Russia defaults on foreign debt for first time in a century | 5 points
During Russia’s financial crisis and ruble collapse of 1998, President Boris Yeltsin’s government defaulted on $40 billion of its local debt.
Russia defaulted on its foreign-currency sovereign debt for the first time in more than a century, a result of its further alienation from the global financial system following West-led sanctions imposed over its war in Ukraine. Kremlin has pushed back against the default designation, saying it has the money to meet the obligations and has been forced into non-payment by the West shutting down its payment routes to international creditors.
“There is money and there is also the readiness to pay," Russian finance minister Anton Siluanov said last month. “This situation, artificially created by an unfriendly country, will not have any effect on Russians’ quality of life.”
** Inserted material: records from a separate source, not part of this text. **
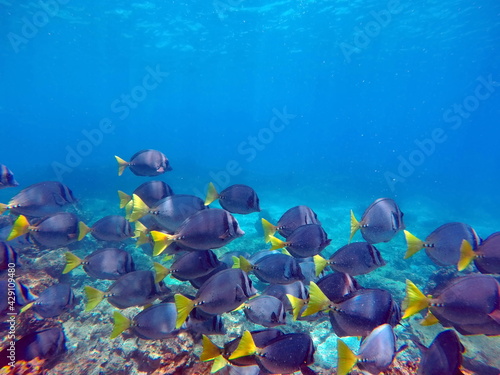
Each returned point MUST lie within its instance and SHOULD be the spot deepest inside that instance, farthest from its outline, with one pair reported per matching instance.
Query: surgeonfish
(237, 199)
(443, 245)
(380, 222)
(145, 163)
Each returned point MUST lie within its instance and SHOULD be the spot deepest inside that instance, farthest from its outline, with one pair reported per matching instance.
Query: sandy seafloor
(90, 351)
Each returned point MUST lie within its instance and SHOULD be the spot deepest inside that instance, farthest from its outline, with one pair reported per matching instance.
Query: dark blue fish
(108, 263)
(45, 344)
(157, 322)
(43, 198)
(59, 229)
(7, 177)
(237, 199)
(7, 256)
(145, 163)
(443, 357)
(53, 301)
(110, 228)
(292, 219)
(380, 221)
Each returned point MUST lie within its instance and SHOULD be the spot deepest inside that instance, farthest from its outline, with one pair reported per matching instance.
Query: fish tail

While Russia, for months, founds paths around the penalties imposed in the aftermath of the invasion of Ukraine, it missed the Sunday night deadline to meet a 30-day grace period on interest payments originally due May 27.
Here's all you need to know about the debt default:
- Russia owes about $40 billion in foreign bonds, and about half of that to foreigners. Much of its foreign currency and gold reserves were held overseas and are now frozen.
- The last time Russia defaulted on its international debt was during the Bolshevik Revolution when the Russian Empire collapsed and the Soviet Union was created.
- Russia defaulted on $40 billion of its domestic debts during the financial crisis and ruble collapse of 1998. But was able to recover from that default with the help of international aid.
- A formal declaration of default would usually come from rating firms, but they have withdrawn ratings on Russian entities due to the European sanctions. Now the bondholders can themselves one if owners of 25% of the outstanding bonds agree that an “Event of Default” has occurred.
- According to Associated Press, analysts are cautiously reckoning that the default would not have the kind of impact on global financial markets and institutions that came from an earlier default in 1998.